In response, other members of the ruling coalition, including Anwar’s party, rallied behind Mahathir to continue as prime minister.
However, Mahathir’s party, Parti Pribumi Bersatu Malaysia, bolted from the coalition alongside 11 renegade members of Anwar’s PKR party – the same group accused of instigating the political turmoil.
Asked whether Mahathir will have enough support to stay in power, Kadir, his media adviser, said: “If you look at the number of MPs from different parties who have pledged their support to him, it looks like he has good support. But at the end of the day, it is still left to be seen.”
Anwar’s uncertain future
The confusion has also left Anwar in a precarious position, despite a previous promise by Mahathir that he will turn over the premiership to his coalition partner.
Mohd Faizal Musa, a research fellow at the Institute of the Malay World and Civilisation at the National University of Malaysia, said the current political atmosphere is unfavourable to Anwar.
“A figure with leadership qualities should also be one who has solid, undivided support from his party,” Faizal said, pointing out that the PKR is being split into two factions.
Meanwhile, Xavier Jeyakumar, a PKR member and former cabinet minister, rejected outright the reported proposal of Mahathir to form a “unity government”.
“We registered Pakatan Harapan, which was the majority in parliament. I do not know why we want to form a unity government. The people voted, and Pakatan was given the mandate.”

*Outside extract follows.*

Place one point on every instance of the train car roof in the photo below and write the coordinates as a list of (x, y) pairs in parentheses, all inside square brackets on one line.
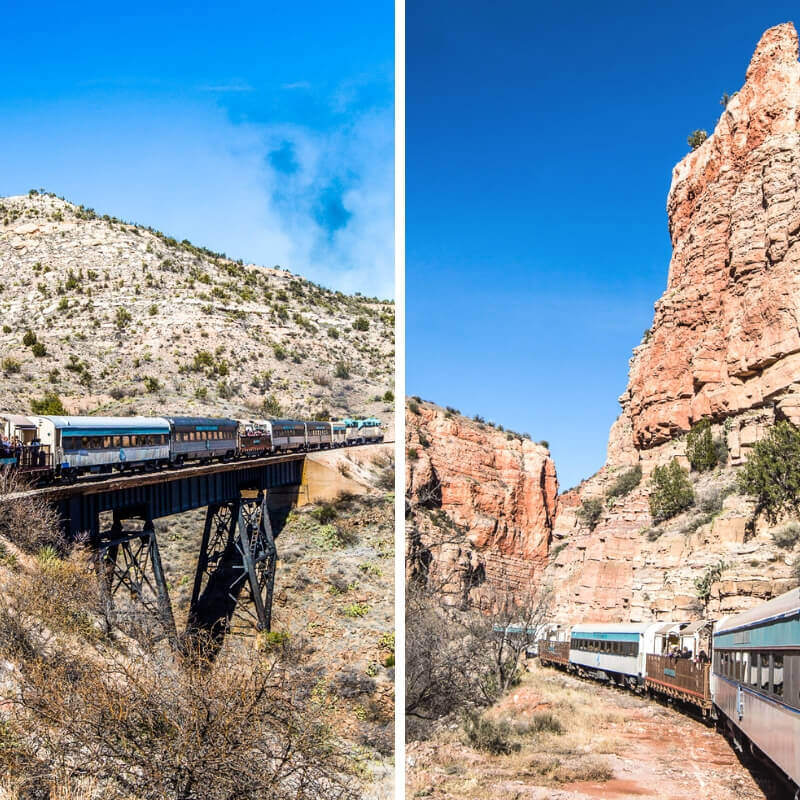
[(782, 607), (226, 421), (19, 421), (619, 627), (103, 423)]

The electoral reform group, Bersih 2.0 also issued a statement on Tuesday saying that it “opposes” such a plan “as it goes against the spirit of democracy”.
Having a unity government would mean “there would be no parties to do effective check and balances to hold the government accountable.”
As this developed, the senior coalition member, who earlier spoke to Al Jazeera on the condition of anonymity, said a new prime minister needs to be appointed as soon as possible. Otherwise, the country would be plagued by uncertainty which would not be good for the economy and stability.
The political drama led to huge selling in the Kuala Lumpur Stock Exchange on Tuesday.
Ratings giant Moody’s Investors Service said Mahathir’s resignation weighs on private investment and if prolonged, it will compound growth challenges and add downside risks to the country’s credit profile.
The latest political developments “usher in a period of uncertainty for the country, because it is unclear as to how or when a new government will be formed”, said Moody’s analyst, Christian Fang, in a statement on Tuesday morning.
Malaysians should realize that @AzminAli has put his own political ambitions above the interest of the nation. At the moment when we are facing serious economic challenges, his 'move' has put the economic stimulus package in jeopardy…
— Ong Kian Ming 🇲🇾 (@imokman) February 24, 2020
Moody’s expects Malaysia’s 2020 real GDP growth to slow down to 4.2 percent from a 10-year low of 4.3 percent in 2019, with downside risks from ongoing global trade tensions as well as the coronavirus outbreak, which has also affected the country.
Return of the old regime?
Events in recent days have angered many Malaysians, who saw attempts to form a new government as a backdoor strategy for the old regime to regain power.
“The 14th general elections [in 2018] was unprecedented in Malaysia’s history, as people came out in force to vote for change and rejected the corrupt and divisive politics of the past,” Melissa Sasidaran, director of Lawyers for Liberty, said.
While Mahathir’s coalition has faced some challenges, she said progress was also being made.
“Unfortunately, the coalition has also been tainted by the relentless tussle for power,” Sasidaran added, urging the elected members of parliament to prevent the country from reverting “to the old corrupt and divisive politics that we voted to leave behind.”